My PHP Problems

Last modified 2024/03/10 22:54

For the past months I’ve been keeping a list of things I encountered in PHP that I’ve found to be problematic, or in other words things that annoy me.

problems me having problems and being annoyed

This is not my definitive list and things that annoy me in PHP largely depend on the things I’m working on, and for the past month I’ve been working on:

  • Phpactor: PHP language server
  • PHP-TUI TUI framework and port of Rust’s Ratatui.
  • CLI Parser: me messing about creating a new CLI argument parser
  • Work Project: large E-Commerce project based on Spryker - my current day contract.

There are lots of things I like in PHP and some of the points that follow would annoy me in other languages too!

Constructors

This is a strange one, yet one that bothers me. I clearly see the need for static constructors, but I also cringe when using them unnecessarily. Should I use static constructors for everything, a specific subset of objects or introduce them only when required?

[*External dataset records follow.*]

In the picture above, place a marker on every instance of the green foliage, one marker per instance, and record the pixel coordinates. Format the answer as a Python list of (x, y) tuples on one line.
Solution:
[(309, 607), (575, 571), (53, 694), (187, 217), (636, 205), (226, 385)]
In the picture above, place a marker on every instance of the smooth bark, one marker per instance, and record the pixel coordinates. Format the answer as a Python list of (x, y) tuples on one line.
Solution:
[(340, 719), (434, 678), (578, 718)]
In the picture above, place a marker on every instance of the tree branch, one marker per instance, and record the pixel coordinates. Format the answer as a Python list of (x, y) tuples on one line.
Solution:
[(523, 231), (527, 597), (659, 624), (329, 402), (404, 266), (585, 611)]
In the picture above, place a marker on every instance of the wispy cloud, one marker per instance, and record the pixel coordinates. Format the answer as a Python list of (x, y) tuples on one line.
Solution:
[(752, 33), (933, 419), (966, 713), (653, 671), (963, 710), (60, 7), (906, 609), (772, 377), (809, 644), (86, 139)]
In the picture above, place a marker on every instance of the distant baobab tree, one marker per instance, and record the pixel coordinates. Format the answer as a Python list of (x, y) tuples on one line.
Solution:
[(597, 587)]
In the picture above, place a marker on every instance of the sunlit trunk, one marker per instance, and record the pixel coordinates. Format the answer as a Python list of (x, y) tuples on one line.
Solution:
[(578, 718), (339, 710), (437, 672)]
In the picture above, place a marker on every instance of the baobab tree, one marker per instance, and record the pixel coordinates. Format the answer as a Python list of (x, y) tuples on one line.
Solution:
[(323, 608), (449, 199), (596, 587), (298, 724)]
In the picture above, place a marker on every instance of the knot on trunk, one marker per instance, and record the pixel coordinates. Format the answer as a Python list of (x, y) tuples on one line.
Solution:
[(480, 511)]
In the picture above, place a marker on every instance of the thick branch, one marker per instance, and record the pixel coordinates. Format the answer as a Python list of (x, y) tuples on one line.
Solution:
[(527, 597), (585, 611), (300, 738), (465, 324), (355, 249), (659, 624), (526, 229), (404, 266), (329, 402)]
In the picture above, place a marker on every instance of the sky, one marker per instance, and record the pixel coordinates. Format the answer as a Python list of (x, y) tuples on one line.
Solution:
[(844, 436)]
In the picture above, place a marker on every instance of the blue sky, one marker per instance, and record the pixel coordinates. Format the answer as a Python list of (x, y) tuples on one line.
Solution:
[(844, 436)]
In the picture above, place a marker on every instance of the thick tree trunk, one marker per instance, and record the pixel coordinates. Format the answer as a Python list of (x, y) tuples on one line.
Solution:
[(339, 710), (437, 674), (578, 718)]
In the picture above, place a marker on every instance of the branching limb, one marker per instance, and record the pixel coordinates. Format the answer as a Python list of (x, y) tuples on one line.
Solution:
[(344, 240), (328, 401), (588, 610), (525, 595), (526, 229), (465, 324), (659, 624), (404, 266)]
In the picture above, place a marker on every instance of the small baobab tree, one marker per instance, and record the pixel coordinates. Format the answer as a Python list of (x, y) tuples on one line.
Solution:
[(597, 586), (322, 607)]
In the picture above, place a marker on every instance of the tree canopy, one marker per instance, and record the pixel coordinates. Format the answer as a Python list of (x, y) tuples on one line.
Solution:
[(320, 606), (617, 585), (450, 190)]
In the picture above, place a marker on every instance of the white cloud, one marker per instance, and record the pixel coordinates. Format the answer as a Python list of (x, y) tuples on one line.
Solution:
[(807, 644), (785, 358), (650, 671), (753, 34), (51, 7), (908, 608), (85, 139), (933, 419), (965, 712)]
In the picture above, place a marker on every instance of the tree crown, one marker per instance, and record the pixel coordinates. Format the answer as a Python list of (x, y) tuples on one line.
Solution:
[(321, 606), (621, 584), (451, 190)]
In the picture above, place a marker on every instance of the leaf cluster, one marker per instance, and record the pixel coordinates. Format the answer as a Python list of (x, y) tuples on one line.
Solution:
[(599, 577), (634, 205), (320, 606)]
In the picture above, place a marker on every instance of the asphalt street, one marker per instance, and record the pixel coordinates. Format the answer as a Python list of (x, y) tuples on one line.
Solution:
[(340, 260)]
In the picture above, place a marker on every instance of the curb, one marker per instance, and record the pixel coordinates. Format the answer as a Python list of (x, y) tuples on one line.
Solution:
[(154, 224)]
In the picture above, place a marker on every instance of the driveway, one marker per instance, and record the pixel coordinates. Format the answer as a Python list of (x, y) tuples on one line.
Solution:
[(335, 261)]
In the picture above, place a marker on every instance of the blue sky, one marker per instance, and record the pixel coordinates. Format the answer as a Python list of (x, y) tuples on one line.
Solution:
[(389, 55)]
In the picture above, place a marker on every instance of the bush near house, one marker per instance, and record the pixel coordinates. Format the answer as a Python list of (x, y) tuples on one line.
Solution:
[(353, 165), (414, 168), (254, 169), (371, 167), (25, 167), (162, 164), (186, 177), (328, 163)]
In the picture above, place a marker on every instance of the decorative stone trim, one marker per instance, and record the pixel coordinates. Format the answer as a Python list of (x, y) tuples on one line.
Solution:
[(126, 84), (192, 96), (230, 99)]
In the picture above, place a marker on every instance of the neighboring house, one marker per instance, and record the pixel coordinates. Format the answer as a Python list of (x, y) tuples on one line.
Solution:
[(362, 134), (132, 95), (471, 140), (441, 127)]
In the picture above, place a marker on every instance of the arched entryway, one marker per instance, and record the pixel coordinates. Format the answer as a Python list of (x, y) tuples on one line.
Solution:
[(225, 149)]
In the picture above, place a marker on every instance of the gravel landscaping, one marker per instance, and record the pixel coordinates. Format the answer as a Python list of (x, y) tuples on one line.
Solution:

What’s the big deal you ask? Consistency is the deal. I don’t want to have to type new only to realise there the class has a private constructor or that there are static constructors which I should be using, but I also don’t want to introduce pointless indirection fo the sake of consistency:

<?php

// instantiation with the new keyword
new Foobar(['foo1', 'foo2']);

// static new
Foobar::new(['foo1', 'foo2']);

// dedicated constructor with variadic
Foobar::fromFoos(...$foos);

Langauges such as Rust and Go do not have this problem, mainly because they don’t have the new keyword!

Both languages feature “structs” which can be created directly without a constructor and both have unwritten conventions on using constructor functions (in Rust they are conventionally attached to the struct - similarly to static constructors in PHP).

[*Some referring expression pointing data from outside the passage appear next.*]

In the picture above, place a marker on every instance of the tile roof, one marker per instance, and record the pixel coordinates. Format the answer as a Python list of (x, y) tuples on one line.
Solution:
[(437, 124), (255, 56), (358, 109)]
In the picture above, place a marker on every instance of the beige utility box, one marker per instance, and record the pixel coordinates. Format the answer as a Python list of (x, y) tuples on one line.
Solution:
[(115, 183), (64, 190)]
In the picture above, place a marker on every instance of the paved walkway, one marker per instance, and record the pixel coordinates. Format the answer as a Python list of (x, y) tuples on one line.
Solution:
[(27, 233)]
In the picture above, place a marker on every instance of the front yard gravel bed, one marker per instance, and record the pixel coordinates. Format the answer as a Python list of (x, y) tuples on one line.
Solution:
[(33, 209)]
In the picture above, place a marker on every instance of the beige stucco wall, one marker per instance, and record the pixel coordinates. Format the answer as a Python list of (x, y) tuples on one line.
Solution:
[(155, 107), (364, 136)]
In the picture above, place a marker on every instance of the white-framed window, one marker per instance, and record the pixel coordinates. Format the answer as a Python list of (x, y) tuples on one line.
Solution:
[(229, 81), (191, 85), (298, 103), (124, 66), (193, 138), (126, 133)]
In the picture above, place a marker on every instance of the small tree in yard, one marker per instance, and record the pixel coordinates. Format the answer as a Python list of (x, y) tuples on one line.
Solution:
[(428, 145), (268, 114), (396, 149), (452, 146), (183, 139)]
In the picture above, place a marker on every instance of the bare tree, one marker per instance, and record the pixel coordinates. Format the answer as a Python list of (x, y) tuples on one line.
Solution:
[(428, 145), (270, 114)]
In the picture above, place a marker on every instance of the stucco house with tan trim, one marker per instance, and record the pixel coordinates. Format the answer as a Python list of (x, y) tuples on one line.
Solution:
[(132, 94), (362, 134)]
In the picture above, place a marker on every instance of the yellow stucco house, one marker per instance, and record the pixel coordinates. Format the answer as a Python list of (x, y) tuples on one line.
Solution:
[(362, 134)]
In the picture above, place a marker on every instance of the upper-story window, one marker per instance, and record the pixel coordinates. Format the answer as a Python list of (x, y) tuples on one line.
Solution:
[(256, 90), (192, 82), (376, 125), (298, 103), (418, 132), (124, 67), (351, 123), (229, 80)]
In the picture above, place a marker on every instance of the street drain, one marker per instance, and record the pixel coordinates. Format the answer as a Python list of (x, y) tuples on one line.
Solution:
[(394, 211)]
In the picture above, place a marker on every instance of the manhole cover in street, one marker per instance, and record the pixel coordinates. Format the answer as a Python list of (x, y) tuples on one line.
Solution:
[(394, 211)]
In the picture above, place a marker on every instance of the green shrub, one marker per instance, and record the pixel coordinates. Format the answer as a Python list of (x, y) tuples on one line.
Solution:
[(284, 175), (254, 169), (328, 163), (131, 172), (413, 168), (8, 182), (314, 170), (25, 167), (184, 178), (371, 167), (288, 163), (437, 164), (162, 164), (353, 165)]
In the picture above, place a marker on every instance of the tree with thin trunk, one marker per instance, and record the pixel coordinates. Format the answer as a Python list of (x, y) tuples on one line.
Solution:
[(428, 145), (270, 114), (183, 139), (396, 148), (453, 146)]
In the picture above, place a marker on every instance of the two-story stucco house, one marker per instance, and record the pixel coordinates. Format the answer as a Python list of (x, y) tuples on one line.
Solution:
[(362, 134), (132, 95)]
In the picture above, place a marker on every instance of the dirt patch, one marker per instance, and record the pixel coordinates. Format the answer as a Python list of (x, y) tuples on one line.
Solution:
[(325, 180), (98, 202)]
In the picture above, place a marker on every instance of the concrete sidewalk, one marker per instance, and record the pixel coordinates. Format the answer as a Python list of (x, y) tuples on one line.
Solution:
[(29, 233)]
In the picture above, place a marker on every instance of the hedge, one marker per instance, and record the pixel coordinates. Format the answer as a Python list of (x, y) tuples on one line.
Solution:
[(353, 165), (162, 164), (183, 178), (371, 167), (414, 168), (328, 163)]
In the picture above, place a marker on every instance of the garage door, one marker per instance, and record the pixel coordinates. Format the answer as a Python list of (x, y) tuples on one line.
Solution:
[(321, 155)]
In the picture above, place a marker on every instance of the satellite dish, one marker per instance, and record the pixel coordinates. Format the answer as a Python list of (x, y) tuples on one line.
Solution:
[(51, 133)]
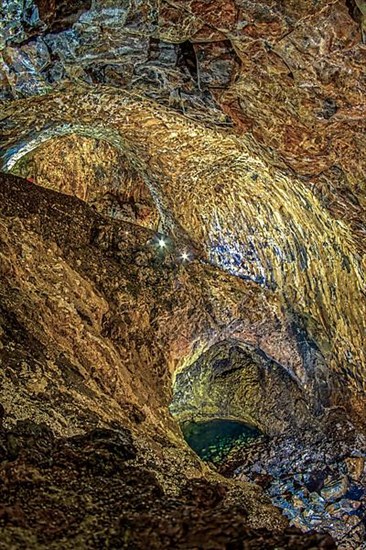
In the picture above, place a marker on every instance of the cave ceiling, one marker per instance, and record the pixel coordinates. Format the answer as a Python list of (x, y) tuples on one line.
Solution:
[(210, 160)]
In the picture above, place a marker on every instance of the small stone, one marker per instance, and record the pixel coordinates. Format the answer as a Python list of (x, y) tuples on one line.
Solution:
[(334, 490), (355, 466), (343, 507)]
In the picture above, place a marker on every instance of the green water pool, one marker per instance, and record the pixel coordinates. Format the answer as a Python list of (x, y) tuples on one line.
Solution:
[(212, 440)]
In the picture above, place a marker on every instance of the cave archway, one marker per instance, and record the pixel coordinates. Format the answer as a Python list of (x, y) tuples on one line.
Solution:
[(235, 381), (94, 171), (223, 196)]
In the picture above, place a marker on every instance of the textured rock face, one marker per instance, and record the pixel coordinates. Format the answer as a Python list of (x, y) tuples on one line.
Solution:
[(233, 380), (79, 322), (219, 147)]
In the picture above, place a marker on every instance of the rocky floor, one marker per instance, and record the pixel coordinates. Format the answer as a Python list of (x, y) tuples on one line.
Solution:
[(91, 491), (318, 480)]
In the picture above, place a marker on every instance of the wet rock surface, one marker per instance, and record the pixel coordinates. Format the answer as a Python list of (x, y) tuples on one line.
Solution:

The disadvantage of bypassing (or simply not having) a constructor is that you permit the “unsupervised” creation of the data structure - you can’t control and enforce the business invariants. However this is mitigated in both languages as they both have package level visibility and a strong type system.

Am I suggesting we abolish the new keyword and adopt better types and package level visibility? Yes? No? Maybe? I don’t know. The truth is it’s just something that bugs me.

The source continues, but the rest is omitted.